PHOENIX — Vice President JD Vance hasn't formally announced that he will seek to succeed President Donald Trump, but a key piece of the grassroots wing of the MAGA coalition is beginning to line up behind him nearly three years ahead of the 2028 election.
Not only did Vance win an endorsement from Erika Kirk, CEO of Turning Point USA and widow of the organization's slain co-founder, Charlie Kirk, on Thursday night, but a straw poll of attendees at its AmericaFest conference showed Vance taking 84%, followed by Secretary of State Marco Rubio at 5% and Florida Gov. Ron DeSantis at 3%.
Those results broadly reflect the sentiments AmericaFest attendees expressed in more than a dozen interviews last week at the four-day conference in Arizona, and they suggest Vance, who is also a favorite of some of the political right's wealthiest tech-sector barons, is finding early success in holding together disparate segments of Trump's base at a fractious moment for other conservative luminaries.
Renee Harrison, a first-time AmericaFest participant who retired from a career arranging financing for longtime corporate customers at Microsoft, said her pick in the 2028 Republican primaries is "definitely JD."
"Because he has the balls and he comes from a real background," Harrison, 64, of Star, Idaho, said of Vance, a former senator from Ohio and author of a bestselling memoir about growing up in hardscrabble Appalachia. "He says it how it is."
Charlie Kirk and Turning Point USA, founded in 2012 to engage young activists, provided crucial support for Trump's 2024 campaign, and the organization's ranks are growing, according to Erika Kirk.
It now claims more than 1 million members and more than 1,400 college campus chapters, she said in opening remarks at the conference Thursday night. But it is also attracting older voters from Trump's coalition, particularly in the wake of Charlie Kirk's Sept. 10 assassination.
Wendy Leighton-Floyd, 56, said she is "probably leaning in Vance's direction" as she walked around AmericaFest with her 22-year-old daughter, Liberty Granger.
"Honestly, I wish Trump could just be king forever and pass it down to the next one and then eventually Barron [Trump]. I don’t believe in having kings, but if we could, I think he’s done a lot, and I think he speaks out," said Leighton-Floyd, of Kansas City, Missouri. "I think he’s probably priming JD Vance, because I’ve noticed that he’s getting more outward-spoken about things and not holding it in."
Granger, like many of the younger voters at the conference, was less sure about her candidate than the quality she seeks in a Republican nominee.
"Whoever’s for America — if they’re for America, if they are for the people and for our rights and keeping our rights established and not taking anything from us," she said of the kind of candidate she wants, adding that Vance falls into that category.
Sophia Caniglia, a student at Abilene Christian University in Texas, said she and her family decided to forgo Christmas presents this year to attend AmericaFest together on VIP tickets. She hasn't locked down a favorite for 2028, the first year she will be eligible to cast a presidential vote, but she said she is likely to be with Vance — if that's what her parents want.
"I’ll probably be voting for JD Vance," said Caniglia, who wore a ball cap with a gigantic "47" logo on it — representing the number of Trump's current presidency. "I think the country’s going in the right direction. Whatever candidate my family thinks would help the country move forward."
None of the conference attendees who spoke to NBC News said they were opposed to Vance, who is widely expected to run as the young No. 2 to a term-limited president. The last sitting vice president to run for president, Democrat Kamala Harris, lost to Trump last year after she took the reins of the Democratic campaign from President Joe Biden, who dropped out midway through the race under heavy pressure from his party.

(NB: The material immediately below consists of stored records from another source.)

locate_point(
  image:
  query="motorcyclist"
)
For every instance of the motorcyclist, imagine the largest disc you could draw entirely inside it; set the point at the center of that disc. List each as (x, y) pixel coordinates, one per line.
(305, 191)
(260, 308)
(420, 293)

The last Republican vice president to run for president at the tail end of his term, George H.W. Bush, won a contested 1988 primary campaign and the presidency, and many Republicans foresee Vance trying to follow the same path.
"It seems pretty evident that Vance more than likely will throw his hat in the ring," said Philip Ormand, 31, a software engineer from Tucson, Arizona. "If JD Vance were to run, he’s certainly someone I’d be willing to support."

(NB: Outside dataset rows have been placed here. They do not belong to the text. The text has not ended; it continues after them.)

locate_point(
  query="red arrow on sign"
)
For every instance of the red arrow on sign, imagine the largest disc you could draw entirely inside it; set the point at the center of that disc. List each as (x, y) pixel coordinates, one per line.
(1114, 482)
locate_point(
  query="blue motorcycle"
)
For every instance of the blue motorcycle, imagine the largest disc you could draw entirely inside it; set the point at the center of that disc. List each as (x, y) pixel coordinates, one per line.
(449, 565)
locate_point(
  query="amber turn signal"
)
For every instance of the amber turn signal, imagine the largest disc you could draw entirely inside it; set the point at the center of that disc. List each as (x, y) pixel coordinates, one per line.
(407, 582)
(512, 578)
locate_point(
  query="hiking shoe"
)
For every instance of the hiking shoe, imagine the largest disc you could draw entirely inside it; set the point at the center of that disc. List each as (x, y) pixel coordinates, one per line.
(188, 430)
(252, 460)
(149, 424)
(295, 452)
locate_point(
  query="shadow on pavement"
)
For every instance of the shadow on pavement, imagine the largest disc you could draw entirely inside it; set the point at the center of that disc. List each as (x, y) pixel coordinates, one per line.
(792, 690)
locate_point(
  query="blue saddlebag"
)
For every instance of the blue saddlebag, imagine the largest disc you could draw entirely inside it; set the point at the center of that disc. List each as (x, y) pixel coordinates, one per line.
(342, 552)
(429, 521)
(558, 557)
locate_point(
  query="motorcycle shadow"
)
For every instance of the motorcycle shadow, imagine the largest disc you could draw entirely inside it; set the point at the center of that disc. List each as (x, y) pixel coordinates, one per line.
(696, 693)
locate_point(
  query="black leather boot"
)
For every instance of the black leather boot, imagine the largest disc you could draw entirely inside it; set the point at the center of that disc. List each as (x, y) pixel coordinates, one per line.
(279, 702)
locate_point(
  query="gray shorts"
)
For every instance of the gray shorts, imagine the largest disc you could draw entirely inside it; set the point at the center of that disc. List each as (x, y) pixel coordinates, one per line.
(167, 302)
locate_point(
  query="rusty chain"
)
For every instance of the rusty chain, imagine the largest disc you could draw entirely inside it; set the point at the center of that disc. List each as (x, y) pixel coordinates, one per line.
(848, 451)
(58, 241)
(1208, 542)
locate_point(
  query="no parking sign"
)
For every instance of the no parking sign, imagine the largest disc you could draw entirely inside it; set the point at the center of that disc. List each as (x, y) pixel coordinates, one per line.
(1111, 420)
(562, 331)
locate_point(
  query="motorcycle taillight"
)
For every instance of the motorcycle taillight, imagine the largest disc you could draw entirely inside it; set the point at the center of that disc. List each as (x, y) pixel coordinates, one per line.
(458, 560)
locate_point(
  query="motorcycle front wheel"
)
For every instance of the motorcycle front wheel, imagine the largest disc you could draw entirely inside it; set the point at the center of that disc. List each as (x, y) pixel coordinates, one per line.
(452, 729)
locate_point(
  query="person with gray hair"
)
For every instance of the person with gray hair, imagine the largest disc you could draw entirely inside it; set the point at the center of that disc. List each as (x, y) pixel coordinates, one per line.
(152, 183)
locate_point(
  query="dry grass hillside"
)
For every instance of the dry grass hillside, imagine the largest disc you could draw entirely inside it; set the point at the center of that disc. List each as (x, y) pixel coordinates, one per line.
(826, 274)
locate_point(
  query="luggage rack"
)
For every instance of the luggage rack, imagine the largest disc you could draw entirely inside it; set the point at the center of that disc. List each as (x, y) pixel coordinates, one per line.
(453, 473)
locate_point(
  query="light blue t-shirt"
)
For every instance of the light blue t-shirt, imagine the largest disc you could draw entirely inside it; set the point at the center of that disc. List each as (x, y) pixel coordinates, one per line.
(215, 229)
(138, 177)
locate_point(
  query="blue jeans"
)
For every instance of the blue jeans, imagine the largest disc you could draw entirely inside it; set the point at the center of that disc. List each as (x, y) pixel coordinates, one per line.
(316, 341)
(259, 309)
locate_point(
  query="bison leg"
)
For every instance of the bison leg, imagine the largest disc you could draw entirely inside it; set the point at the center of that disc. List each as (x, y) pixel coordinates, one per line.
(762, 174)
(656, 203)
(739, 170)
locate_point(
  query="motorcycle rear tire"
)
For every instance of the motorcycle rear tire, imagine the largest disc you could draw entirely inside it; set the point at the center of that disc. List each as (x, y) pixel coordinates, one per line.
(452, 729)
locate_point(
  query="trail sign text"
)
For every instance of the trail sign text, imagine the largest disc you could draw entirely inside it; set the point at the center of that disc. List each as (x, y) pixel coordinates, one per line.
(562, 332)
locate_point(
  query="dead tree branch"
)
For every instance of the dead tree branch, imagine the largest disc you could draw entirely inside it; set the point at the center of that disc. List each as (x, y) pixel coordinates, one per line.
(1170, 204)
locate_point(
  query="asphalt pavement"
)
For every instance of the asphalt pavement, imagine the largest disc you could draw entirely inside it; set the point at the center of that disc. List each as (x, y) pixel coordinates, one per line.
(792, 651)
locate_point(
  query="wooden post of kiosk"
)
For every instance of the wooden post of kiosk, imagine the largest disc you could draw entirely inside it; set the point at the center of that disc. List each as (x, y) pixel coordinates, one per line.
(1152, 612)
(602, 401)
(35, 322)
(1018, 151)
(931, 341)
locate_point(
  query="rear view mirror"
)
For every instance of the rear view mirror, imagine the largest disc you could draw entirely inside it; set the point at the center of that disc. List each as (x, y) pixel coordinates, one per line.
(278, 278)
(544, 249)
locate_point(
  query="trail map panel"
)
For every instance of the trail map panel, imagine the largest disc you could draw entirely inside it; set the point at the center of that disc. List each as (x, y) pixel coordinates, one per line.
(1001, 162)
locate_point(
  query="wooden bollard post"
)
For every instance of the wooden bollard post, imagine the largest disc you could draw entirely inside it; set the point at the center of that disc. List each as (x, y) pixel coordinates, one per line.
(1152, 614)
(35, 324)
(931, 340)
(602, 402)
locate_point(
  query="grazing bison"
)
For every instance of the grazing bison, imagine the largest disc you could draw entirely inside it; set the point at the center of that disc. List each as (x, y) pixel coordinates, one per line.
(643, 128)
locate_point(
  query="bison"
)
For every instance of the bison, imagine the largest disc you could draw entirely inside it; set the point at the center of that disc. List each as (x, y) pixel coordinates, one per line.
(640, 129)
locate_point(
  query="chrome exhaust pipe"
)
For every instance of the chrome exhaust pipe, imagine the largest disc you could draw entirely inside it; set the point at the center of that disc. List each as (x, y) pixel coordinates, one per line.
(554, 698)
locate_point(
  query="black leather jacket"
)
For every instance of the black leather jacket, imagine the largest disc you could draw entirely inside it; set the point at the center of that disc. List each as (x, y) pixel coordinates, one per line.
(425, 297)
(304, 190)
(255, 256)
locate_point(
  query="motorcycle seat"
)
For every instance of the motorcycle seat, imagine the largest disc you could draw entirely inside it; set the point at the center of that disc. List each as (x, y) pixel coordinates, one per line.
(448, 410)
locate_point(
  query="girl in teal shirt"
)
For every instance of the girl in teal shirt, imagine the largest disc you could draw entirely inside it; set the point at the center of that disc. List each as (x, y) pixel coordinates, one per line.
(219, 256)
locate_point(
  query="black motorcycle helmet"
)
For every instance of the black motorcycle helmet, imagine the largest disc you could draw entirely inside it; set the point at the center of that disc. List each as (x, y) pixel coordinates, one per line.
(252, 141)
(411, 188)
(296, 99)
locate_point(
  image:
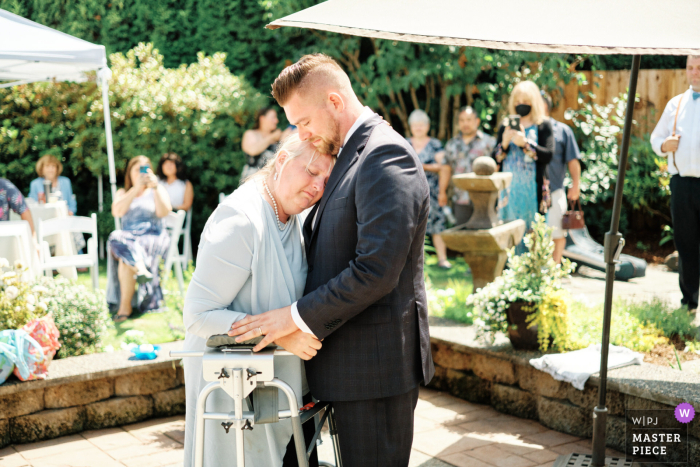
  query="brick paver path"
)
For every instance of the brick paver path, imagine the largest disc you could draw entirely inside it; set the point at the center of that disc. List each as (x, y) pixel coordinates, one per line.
(448, 432)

Despite the general warmth for Vance, some attendees weren't yet ready to lock down their votes so early in the process, and others named candidates they might prefer.
Vance would be a "great option" but might already be "too divisive" to bring the country together, said Taylor Winston, 37, an entrepreneur from Nashville, Tennessee. He hopes Rep. Thomas Massie, a libertarian-leaning Republican from Kentucky, will be the GOP's pick.
Massie, who has butted heads with Trump over a series of issues, including Massie's push to force the Justice Department to release its files on sex trafficker Jeffrey Epstein, is seeking re-election to his House seat in 2026. Trump allies are trying to unseat him in next year's primary.
"Everything he votes on has truly been 'America First,'" Winston said of Massie. "I don’t know if he will run, but someone like that who has a track record of putting America first and going potentially against the grain is someone I think we need to refresh everything — because this country is so divided."